Однако дело не в том, как люди могут задействовать отказавшегося от речи или болтающего всё подряд. Дело в том, что люди, привыкшие гордиться своим даром речи, своей избирательностью в отношении «что сказать такого, чтоб другие не поняли превратно», этим людям приходиться столкнуться с условностью всех этих собственных манипуляций. Мы помним, что именно на постоянно возобновляемом решении не возвращаться к «прежнему порядку» (о котором напоминают беззвучно кричащие волгнущие вещи) основывается дефицит значимости. И он заполняется созданием событий, разворачивание коих представляет единственный смысл существования этих людей. Смыслом может среди них считаться то, что они скажут и что о них подумают из их слов, и независимо от них никакие смыслы права существовать не имеют. Даже сами они, как высказывания – не должны быть услышаны и увидены никем. Имена – преграды для людских смыслов, внутри имён существуют допустимые, ручные смыслы, с которыми можно иметь дело. Люди убеждают себя, будто это – единственно существующие смыслы. И поэтому неименуемое бессмысленно, и поэтому неспособное именовать – не способно наделять смыслом. Но неспособный именовать являет собой смысл безо всякого именования. И это значит: любое именование – условно, всё, что люди считают главным и основным – либо несущественно, либо может развернуться и безо всяких разговоров. Настолько несущественна их людская существенность. Их «язык истёрся и устарел». В таких условиях молчание становится «лучшим языком», а бессмысленность перестаёт быть бессмысленной. И тогда отказавшийся от именования, вовсе не отказывается от смысла, хотя о нём можно думать всякое: либо у него «безъязыкая душа», либо он «бессознательно, необъяснимо, но непоколебимо отказался от речевой деятельности», либо он «читает иероглифы несуществующего языка», либо он «говорит на собственном языке», либо он просто невнятно бормочет, не дотягивая до «нормальных людей», поскольку «русский не может не понимать родную речь». Ведь дело в том, что все эти либо-либо ни к чему не приведут: нам никогда не узнать «правды», хотя бы потому, что она не вмещается ни в один из этих вариантов, такая правда – за пределами именования. Если угодно – она сразу все они и ни один из них.

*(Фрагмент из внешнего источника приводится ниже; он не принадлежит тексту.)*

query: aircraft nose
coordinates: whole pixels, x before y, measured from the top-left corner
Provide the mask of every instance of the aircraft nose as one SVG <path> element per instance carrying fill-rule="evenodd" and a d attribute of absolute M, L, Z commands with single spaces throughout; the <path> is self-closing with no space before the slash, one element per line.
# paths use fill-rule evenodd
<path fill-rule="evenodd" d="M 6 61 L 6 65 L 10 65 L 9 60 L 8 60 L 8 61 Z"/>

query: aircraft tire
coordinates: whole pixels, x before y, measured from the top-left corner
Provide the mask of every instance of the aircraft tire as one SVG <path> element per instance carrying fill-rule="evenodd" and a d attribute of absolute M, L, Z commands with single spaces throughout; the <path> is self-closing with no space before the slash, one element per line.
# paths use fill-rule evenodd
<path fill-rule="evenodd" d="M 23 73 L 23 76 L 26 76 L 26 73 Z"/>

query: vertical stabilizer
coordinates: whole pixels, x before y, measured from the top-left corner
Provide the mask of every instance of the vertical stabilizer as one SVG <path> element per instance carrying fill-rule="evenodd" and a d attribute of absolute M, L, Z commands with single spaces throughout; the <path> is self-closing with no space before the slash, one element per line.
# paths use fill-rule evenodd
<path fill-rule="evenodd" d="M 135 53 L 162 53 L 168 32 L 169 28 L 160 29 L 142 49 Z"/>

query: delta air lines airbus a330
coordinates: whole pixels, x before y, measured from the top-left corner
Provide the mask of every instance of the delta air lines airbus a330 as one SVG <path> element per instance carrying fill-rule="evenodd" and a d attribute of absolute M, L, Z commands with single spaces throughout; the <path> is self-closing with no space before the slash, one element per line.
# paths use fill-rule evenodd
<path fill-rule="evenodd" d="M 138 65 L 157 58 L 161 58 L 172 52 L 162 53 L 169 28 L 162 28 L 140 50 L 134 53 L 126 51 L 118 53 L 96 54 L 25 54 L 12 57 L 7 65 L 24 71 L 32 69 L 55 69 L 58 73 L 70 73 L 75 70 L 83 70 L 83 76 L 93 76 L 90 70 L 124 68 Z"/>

Люди видят – независимо от того, как они настойчиво заговаривают своими сплетнями и беспокойно забалтывают своими домыслами – что существовать можно и без всего этого их, кажущегося им единственным, смысла. Это – невыносимая правда. От неё можно умереть, настолько всё становится неуютным. Люди хотят измерить эту невыносимость, приручить её: отказ от речи – это больше или меньше приятия её? Сама подобная формулировка вопроса ставит отказавшегося от речи на одну шкалу измерения с применяющими её. Если это больше, то перед нами – тоже своего рода божий человек, святой. Если это меньше – то он просто дурачок, недоразвитый. Но понять насколько бессмысленна подобная попытка сравнения говорящих и отказавшегося, сможет лишь тот, для кого речь – это не заговаривание собственного существования, но единственный путь спасения, кто способен «жить в словах». Его могут звать как угодно, назовём его кузнецом. Он умеет хорошо говорить о том, как он вообще не умеет говорить.